Carpentry Students Learn Skills Through Community and Charitable Projects
Students recently built a gazebo that raised $6,500 at auction to benefit The Tomorrow Fund.
How often are teenagers given the opportunity to add an addition to a family home, construct a two-story lighthouse-shaped playhouse or build a gazebo that can comfortably fit more than a dozen people?
In Scott Leavitt's carpentry and construction classes at the Coventry High School Regional Career and Technical Center, chances like these come up on a regular basis.
Leavitt, who has been teaching the trade for 12 years while operating his contracting company, S. Leavitt Carpentry for 10, currently has more than 50 students among the three levels of Carpentry courses that he instructs.
In Carpentry 1, a one and a half hour class held every other day, the students focus primarily on safety, basic techniques and tool operation while working on small projects. The class, consisting of primarily tenth graders is the first of three levels in the carpentry curriculum that readies them for the contracted work and projects that will come their way in the future.

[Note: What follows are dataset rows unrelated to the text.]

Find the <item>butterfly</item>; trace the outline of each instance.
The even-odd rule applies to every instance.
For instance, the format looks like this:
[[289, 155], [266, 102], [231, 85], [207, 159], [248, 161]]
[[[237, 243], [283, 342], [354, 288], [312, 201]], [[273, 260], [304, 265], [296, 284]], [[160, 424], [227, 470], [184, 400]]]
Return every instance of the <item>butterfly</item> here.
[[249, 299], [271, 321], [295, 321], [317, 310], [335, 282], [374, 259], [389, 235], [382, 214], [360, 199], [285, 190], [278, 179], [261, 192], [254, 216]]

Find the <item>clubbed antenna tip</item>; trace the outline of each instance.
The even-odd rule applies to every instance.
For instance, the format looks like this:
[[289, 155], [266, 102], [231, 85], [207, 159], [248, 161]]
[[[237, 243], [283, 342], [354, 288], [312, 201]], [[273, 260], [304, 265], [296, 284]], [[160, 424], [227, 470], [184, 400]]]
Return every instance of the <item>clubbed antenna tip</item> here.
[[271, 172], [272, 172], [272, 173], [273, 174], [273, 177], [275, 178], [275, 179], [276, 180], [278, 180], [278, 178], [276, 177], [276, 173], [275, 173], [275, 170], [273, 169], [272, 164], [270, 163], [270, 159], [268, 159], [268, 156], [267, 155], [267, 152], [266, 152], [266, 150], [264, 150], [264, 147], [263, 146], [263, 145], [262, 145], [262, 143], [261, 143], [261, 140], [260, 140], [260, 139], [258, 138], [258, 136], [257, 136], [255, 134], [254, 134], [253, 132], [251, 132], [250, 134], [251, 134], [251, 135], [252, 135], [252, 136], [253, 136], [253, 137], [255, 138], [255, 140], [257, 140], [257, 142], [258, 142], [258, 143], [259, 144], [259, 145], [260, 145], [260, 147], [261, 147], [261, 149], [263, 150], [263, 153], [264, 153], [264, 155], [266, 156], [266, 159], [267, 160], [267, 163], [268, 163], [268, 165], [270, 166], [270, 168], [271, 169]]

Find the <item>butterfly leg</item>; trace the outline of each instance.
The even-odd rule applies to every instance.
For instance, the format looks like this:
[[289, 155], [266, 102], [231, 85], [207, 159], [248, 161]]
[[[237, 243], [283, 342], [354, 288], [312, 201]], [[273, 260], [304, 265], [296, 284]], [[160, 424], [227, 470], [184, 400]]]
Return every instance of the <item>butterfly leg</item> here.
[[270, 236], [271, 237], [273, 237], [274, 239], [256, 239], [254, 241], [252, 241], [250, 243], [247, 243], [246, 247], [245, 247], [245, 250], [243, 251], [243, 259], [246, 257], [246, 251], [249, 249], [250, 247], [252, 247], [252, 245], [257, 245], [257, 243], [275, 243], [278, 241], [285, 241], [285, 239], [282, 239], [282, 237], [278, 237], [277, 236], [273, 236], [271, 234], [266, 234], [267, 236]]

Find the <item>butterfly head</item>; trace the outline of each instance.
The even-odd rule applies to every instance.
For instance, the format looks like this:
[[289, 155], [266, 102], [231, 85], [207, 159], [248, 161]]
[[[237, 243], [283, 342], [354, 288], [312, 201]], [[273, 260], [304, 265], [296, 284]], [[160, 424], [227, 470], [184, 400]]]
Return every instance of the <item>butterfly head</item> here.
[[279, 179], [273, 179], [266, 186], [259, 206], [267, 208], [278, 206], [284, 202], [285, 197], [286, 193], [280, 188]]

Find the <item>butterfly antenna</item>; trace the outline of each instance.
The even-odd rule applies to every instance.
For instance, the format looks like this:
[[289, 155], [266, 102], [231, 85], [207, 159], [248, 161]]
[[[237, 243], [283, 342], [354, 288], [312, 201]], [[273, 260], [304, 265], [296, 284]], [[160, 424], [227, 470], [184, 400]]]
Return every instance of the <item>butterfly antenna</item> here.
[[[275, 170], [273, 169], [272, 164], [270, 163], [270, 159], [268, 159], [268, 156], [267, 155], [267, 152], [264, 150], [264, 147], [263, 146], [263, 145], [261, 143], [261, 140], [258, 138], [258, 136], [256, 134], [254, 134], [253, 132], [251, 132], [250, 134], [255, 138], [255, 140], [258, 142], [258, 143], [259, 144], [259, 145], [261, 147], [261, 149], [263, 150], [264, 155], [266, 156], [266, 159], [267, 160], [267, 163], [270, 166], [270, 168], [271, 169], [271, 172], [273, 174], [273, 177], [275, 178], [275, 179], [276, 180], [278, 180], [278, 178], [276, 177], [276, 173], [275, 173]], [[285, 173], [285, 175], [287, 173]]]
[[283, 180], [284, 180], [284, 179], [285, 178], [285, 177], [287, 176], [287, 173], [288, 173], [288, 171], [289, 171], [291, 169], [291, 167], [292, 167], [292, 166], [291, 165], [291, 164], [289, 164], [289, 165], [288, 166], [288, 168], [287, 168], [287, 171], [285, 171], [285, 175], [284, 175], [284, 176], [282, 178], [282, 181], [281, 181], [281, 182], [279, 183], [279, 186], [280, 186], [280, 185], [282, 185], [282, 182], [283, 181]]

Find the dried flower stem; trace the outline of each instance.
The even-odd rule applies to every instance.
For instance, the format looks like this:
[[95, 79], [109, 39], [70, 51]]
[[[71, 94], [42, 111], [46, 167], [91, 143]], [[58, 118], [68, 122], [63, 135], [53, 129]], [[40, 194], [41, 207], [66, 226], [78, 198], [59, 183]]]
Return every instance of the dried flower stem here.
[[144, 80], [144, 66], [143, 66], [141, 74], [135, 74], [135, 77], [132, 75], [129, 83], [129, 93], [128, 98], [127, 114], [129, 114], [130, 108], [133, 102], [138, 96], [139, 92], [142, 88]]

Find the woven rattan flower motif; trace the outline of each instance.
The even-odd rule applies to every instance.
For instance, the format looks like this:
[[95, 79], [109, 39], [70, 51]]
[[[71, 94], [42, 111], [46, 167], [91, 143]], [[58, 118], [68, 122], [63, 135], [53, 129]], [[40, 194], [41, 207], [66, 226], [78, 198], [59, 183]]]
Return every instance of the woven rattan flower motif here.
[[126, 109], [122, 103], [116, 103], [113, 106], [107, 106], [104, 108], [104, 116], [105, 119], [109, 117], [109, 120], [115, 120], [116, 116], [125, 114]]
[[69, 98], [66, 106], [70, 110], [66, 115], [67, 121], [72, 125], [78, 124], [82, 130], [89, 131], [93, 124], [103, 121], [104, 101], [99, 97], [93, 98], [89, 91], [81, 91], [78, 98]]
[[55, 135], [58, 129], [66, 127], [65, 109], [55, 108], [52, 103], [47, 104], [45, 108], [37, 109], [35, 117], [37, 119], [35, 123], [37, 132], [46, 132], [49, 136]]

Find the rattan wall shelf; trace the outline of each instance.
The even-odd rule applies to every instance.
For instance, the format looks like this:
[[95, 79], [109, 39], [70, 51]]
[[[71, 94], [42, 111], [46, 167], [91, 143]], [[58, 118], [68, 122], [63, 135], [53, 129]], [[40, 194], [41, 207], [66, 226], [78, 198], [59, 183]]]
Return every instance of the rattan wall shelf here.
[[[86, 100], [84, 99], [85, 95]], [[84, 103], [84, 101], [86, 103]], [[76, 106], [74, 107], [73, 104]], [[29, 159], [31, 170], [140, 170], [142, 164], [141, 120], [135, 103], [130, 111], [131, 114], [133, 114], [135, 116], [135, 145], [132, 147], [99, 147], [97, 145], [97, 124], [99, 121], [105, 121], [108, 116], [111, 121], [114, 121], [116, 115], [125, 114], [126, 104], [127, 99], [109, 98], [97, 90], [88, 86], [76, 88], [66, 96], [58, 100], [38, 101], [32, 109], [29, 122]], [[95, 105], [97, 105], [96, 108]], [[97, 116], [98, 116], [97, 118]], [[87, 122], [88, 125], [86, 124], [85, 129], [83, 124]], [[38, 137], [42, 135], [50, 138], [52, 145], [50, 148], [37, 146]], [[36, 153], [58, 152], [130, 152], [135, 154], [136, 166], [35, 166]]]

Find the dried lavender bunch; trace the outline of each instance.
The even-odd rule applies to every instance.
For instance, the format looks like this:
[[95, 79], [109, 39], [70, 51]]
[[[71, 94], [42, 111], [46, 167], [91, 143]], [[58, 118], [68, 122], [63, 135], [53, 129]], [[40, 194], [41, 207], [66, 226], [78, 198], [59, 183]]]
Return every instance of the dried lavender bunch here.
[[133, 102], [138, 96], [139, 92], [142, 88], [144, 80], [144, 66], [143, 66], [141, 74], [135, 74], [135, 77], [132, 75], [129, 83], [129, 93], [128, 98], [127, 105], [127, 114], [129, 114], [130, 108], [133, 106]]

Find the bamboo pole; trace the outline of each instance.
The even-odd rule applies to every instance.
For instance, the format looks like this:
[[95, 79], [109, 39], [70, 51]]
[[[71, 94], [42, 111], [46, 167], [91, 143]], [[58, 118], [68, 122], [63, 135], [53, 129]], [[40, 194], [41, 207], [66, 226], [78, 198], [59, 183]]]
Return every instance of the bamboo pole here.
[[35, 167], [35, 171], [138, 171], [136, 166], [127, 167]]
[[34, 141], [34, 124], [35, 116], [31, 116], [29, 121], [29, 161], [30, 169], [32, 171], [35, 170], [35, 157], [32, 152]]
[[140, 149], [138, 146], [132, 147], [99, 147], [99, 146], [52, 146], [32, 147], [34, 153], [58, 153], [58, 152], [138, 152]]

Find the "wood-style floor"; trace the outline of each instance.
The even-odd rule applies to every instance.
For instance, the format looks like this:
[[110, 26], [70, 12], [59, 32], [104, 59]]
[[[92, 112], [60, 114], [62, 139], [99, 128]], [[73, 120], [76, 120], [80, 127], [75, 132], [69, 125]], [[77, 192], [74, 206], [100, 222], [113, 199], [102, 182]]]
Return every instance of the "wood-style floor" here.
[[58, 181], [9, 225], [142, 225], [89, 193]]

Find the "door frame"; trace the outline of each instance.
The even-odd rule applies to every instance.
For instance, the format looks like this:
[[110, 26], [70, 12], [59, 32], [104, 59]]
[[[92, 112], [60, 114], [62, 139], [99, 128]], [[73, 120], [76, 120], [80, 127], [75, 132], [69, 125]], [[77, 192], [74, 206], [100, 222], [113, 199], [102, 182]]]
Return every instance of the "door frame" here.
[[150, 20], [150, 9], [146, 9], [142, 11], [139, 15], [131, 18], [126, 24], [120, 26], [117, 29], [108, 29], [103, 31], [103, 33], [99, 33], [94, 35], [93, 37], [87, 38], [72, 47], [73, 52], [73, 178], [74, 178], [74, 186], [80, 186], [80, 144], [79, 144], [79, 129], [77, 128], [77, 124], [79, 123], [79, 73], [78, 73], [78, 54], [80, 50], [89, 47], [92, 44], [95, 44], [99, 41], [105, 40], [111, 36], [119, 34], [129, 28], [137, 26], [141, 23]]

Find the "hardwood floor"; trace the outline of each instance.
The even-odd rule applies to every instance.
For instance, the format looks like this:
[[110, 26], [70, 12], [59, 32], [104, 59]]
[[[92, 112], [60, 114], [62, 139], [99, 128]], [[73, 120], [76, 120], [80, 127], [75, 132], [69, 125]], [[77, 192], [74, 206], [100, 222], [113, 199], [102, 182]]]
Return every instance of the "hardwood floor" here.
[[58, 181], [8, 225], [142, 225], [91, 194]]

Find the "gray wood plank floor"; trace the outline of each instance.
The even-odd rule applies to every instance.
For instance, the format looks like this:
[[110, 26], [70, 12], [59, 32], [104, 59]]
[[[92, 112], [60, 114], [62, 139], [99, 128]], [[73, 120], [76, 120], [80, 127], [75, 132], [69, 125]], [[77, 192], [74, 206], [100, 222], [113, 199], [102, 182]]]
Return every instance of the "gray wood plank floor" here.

The Carpentry 2 and 3 classes meet for three hour periods and receive additional real world, hands on experience. Students in these classes, generally juniors and seniors respectively, work on larger projects, often times at nearby locations for clients who have commissioned them.
Leavitt's students have built home additions, sheds, garages, barns, play structures, dog houses and more. Clients pay for the materials needed to complete their project and also make a donation to the carpentry program which typically pays for fuel to and from the work site along with replacement saw blades or other small pieces of equipment.
"The customer has to be willing to let that project take a while longer than it normally would but they're also paying a fraction of the cost," explained Leavitt. "It benefits both sides when we do these kind of jobs."
Students also interact with customers throughout the entire process, from discussing order specifications and reviewing plans to occasional on-site interactions during construction.
The program is currently booked by clients through the remainder of the school year, but interested parties can contact Scott at firstname.lastname@example.org for more information.
Since 2006, Leavitt's students have created a project for The Tomorrow Fund that is auctioned off at the organization's annual black-tie Fantasy Ball at Rhodes on the Pawtuxet. Donations of project materials are secured by The Tomorrow Fund's Lisa Abbenante, also a Coventry resident, who provides the job specifications to Leavitt's Carpentry 2 and 3 students. Construction begins within the first few weeks of the school year and needs to be completed by the ball that is generally held at the end of October or beginning of November.
Nov. 3, 2012 marked the 25th Fantasy Ball, themed "Breakfast At Tiffany's", which raised more than $400,000 for the organzation - and Leavitt's students played a part in the event's success.
"This year, we built a large gazebo for The Tomorrow Fund that raised $6,500," he said. "It's been the biggest contribution that we've been involved with so far."
Apart from carpentry projects, students occasionally meet with Leavitt's contractor colleagues to learn the basics of energy efficiency testing, such as air leakage and blower door tests and have been able to walk through construction projects using infrared cameras to identify the presence of hot and cold spots. They are also shown how to utilize various types of insulation like cellulose, fiberglass and spray foam. These lessons are important as modern building codes are frequently being updated to include more requirements and specifications for energy efficiency.
"We like to make sure that the kids are introduced to these kinds of things and know the importance of them because nowadays, they will be put on their plate at a job," said Leavitt.
Students are instructed using the National Center for Construction Education and Research (NCCER) curriculum and receive OSHA 10 certification by the time they finish the program. Leavitt also guarantees that any student who graduates from the program and wants a job, will be offered one through his various colleagues across the state.
"Right now I know of a few students that have been working in Jamestown and several more in North Kingstown for contractors," he said. "There are actually more contractors calling me looking to hire than there are kids ready to jump into it right now."
Regardless of whether or not his students intend on pursuing carpentry as a profession after high school, Leavitt believes that they leave the program with important skills and knowledge that will prove useful to them in the future.
"There are always a few kids who enroll because they have a friend or relative who is a contractor, but then there are some who are just curious and enjoy learning the trade," he said. "This program definitely opens doors for the ones who want to do this as a career, but we get all different kids for all different reasons and that's a good thing."